De acuerdo con un estudio realizado por la agencia SPIN de Luis Estrada, López Obrador ha dicho 56 mil 181 afirmaciones falsas en 943 mañaneras (https://bit.ly/3haTUf9). La nueva sección de su mañanera, donde pretende “desenmascarar” pasquines inmundos, conspiraciones internacionales, males de ojo, malas vibras, maledicencias y comentarios bien gachos contra el héroe que salvará al país, no deja de guardar cierta relación con el relato paulino. Seamos claros: no pretendo sugerir que el presidente tiene un papel en el drama escatológico, ni mucho menos achacar una naturaleza demoniaca al dictadorcillo tropical; quiero simplemente ensayar un paralelismo sistemático (à la Schmitt) entre la treta de Satanás, por la que se sentará en el trono divino, presentándose como Dios, y la treta por la que el presidente se presenta a sí mismo como defensor de la verdad mientras, en los hechos, hace caso omiso de la verdad y, al mismo tiempo, usa la mentira como estrategia de confusión por excelencia.

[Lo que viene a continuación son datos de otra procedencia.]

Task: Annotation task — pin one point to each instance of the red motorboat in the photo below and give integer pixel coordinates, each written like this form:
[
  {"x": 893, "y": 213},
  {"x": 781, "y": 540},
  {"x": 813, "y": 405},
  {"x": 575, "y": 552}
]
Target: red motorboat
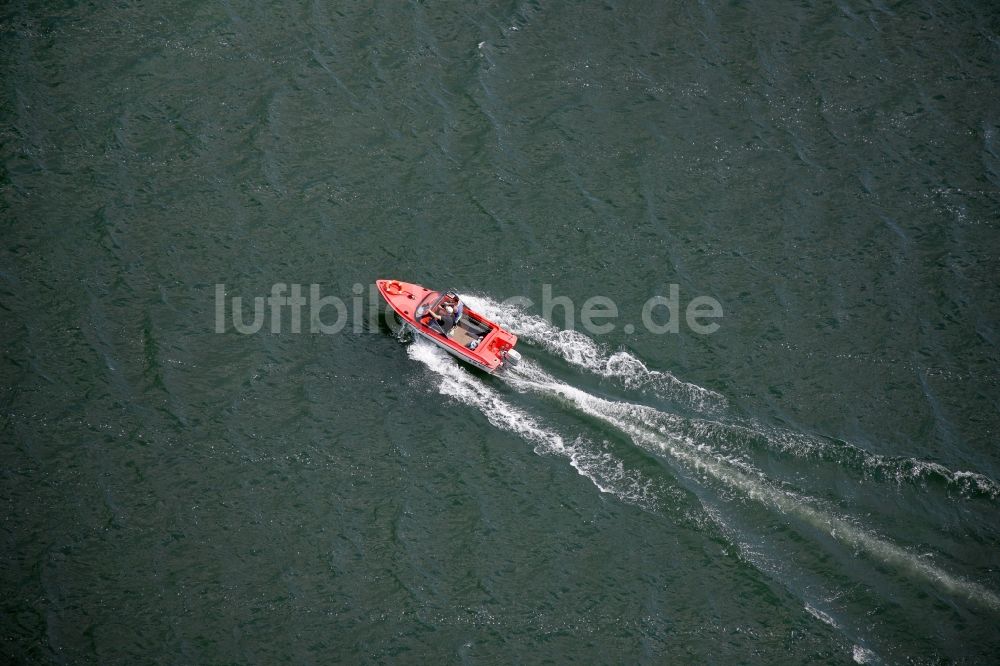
[{"x": 442, "y": 318}]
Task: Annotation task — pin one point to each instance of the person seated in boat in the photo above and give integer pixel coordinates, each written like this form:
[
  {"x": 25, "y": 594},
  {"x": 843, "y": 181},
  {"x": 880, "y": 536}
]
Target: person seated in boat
[
  {"x": 445, "y": 317},
  {"x": 448, "y": 314}
]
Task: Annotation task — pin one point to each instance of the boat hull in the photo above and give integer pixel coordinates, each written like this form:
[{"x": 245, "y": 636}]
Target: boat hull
[{"x": 491, "y": 349}]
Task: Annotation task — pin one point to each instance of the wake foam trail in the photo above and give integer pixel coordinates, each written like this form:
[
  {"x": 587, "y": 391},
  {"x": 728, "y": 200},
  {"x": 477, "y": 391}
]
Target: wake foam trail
[
  {"x": 640, "y": 423},
  {"x": 582, "y": 351},
  {"x": 603, "y": 469}
]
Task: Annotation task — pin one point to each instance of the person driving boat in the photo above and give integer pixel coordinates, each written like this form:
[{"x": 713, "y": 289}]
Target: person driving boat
[{"x": 448, "y": 312}]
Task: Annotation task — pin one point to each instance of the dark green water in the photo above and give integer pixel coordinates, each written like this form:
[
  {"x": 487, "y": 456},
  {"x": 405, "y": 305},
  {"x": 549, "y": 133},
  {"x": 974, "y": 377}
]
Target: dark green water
[{"x": 814, "y": 482}]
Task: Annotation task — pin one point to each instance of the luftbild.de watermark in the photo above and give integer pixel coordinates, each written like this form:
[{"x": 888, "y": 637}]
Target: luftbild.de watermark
[{"x": 298, "y": 308}]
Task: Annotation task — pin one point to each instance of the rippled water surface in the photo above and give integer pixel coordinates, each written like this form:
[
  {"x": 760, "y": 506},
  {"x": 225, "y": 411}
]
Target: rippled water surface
[{"x": 817, "y": 481}]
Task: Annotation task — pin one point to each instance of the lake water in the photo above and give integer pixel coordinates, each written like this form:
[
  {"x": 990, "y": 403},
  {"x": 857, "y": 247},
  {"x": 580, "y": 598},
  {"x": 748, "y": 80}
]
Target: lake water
[{"x": 814, "y": 482}]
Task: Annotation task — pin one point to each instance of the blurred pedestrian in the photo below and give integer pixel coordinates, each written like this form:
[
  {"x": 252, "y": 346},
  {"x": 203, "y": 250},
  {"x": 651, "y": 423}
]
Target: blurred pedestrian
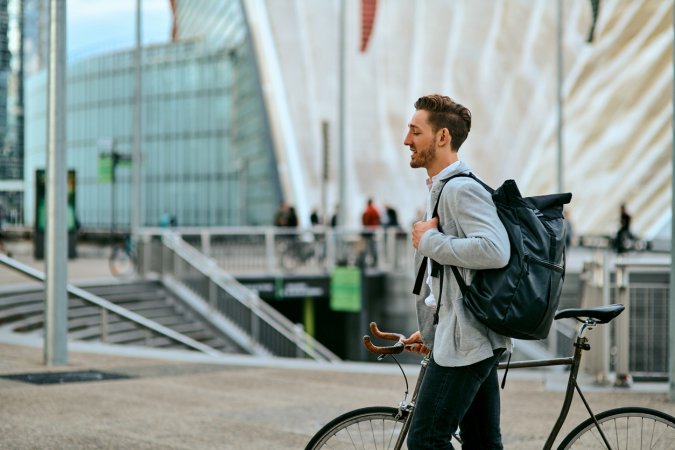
[
  {"x": 624, "y": 239},
  {"x": 281, "y": 216},
  {"x": 371, "y": 221}
]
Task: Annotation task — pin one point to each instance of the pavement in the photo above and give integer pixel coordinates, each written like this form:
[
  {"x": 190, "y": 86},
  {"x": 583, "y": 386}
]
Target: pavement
[{"x": 185, "y": 400}]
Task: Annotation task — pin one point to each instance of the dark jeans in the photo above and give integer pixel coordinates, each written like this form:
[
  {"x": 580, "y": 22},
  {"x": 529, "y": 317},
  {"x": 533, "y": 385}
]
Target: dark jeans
[{"x": 450, "y": 397}]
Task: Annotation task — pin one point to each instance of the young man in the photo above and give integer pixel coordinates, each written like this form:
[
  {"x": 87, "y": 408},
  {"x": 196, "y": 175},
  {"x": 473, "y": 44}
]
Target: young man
[{"x": 460, "y": 388}]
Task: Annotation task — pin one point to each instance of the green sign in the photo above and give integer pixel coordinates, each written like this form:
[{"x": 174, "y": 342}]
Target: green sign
[{"x": 345, "y": 289}]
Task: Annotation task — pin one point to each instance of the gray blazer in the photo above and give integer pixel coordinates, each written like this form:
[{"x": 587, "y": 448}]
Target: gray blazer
[{"x": 473, "y": 237}]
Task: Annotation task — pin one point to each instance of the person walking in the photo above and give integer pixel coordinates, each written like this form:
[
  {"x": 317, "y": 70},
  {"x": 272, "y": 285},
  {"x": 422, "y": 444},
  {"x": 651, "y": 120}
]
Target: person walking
[
  {"x": 371, "y": 221},
  {"x": 460, "y": 388}
]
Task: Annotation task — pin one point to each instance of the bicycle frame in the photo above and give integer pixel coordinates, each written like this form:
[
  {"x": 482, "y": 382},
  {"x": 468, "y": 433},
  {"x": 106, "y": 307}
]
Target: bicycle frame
[{"x": 581, "y": 344}]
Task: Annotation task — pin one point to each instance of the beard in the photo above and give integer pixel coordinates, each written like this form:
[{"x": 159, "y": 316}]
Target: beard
[{"x": 423, "y": 156}]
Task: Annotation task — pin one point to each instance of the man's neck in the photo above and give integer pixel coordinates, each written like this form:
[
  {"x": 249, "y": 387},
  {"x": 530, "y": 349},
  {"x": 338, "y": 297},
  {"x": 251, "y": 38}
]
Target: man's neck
[{"x": 438, "y": 166}]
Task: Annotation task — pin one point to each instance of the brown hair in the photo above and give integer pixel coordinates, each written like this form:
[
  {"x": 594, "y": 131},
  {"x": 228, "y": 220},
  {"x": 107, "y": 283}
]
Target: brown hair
[{"x": 446, "y": 113}]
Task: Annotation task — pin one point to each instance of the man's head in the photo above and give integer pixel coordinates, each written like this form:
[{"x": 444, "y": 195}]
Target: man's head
[{"x": 436, "y": 130}]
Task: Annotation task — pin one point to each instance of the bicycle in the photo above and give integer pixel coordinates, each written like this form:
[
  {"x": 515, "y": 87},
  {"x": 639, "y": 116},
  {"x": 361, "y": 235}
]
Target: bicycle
[
  {"x": 122, "y": 261},
  {"x": 303, "y": 250},
  {"x": 384, "y": 427}
]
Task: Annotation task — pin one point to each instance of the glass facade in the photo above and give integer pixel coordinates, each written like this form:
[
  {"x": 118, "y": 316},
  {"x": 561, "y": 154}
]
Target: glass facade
[{"x": 207, "y": 157}]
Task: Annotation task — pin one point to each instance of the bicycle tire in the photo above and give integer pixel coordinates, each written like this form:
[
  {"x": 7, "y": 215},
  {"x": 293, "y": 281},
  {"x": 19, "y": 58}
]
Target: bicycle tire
[
  {"x": 374, "y": 427},
  {"x": 627, "y": 428}
]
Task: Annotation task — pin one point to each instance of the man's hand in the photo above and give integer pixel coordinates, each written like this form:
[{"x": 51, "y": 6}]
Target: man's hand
[
  {"x": 421, "y": 227},
  {"x": 414, "y": 344}
]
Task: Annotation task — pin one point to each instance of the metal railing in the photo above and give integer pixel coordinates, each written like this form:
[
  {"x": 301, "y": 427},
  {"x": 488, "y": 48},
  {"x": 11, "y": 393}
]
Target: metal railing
[
  {"x": 274, "y": 250},
  {"x": 253, "y": 323},
  {"x": 107, "y": 307}
]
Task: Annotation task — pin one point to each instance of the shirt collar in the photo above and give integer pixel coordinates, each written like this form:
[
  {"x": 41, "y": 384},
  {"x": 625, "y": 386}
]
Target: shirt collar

El presidente no tuerce la verdad, no es posmoderno en ese sentido. La verdad existe. Tanto, que está de su lado, orgullosa y pujante. La vérité c’est moi. El presidente miente sobre la realidad como justificado por aquella pseudo-realidad (su “transformación”, la “renovación nacional”, o como quiera llamarle) que vive sólo en su cabeza. Y mientras su frente luce el laurel de la gloria en su delirio demencial, en la realidad el megalómano narcisista lleva al país al barranco. En línea recta y sin escalas.
Que la mentira y el poder terminan no pocas veces en la misma cama lo enseña Maquiavelo en su popular—pero, de ninguna forma, más célebre—obra, De Principatibus, donde sugiere al príncipe la necesidad de parecer virtuoso antes que serlo, es decir, mentirle al pueblo manteniendo las apariencias. La verdad es un problema para el político porque hace al ser humano vulnerable, lo exhibe en su contingencia y radical necesidad. La mentira es coraza que se endurece a fuerza de repetición, hasta que, un día, la realidad misma parece haber cambiado de estación, vistiendo de rojos los verdes, o mostrando ramas desnudas que estuvieron antes vestidas. No deja de ser profundamente ilustrativo, a este respecto, la pregunta que Pilato hace a Jesús: Quid est veritas? La verdad en política es incómoda y no pocas veces peligrosa (cf. Lc 16:8) y, sin embargo, sin verdad la política se desdibuja, pierde todo su carácter público y se convierte en negocio privado, donde una cuadrilla de ladrones se reparten el botín de la sociedad.
Al final, el arte de gobernar, de administrar bienes comunes, sólo es auténticamente político cuando está coronado de sabiduría y, por ende, tiende una trayectoria que apunta a la verdad como fin (2 Cr 1:10). El político cristiano puede acabar, como Tomás Moro, derrotado, aplastado por un poder que se ha personalizado al grado de volverse tiránico (¡no hay que olvidar que la debacle de Enrique VIII comenzó, precisamente, con una mentira!) y, sin embargo, su testimonio de la verdad brilla con una fuerza que transfigura la acción política, convirtiéndola en servicio y, como tal, en un acto de amor. Moro vence a Enrique haciendo política auténtica.
Que la mentira sea una marca característica del actual presidente debe alarmarnos. La mentira sólo puede separar, enconar, destruir. Nuestro país está urgido de precisamente lo contrario: unión, reconciliación, reparación.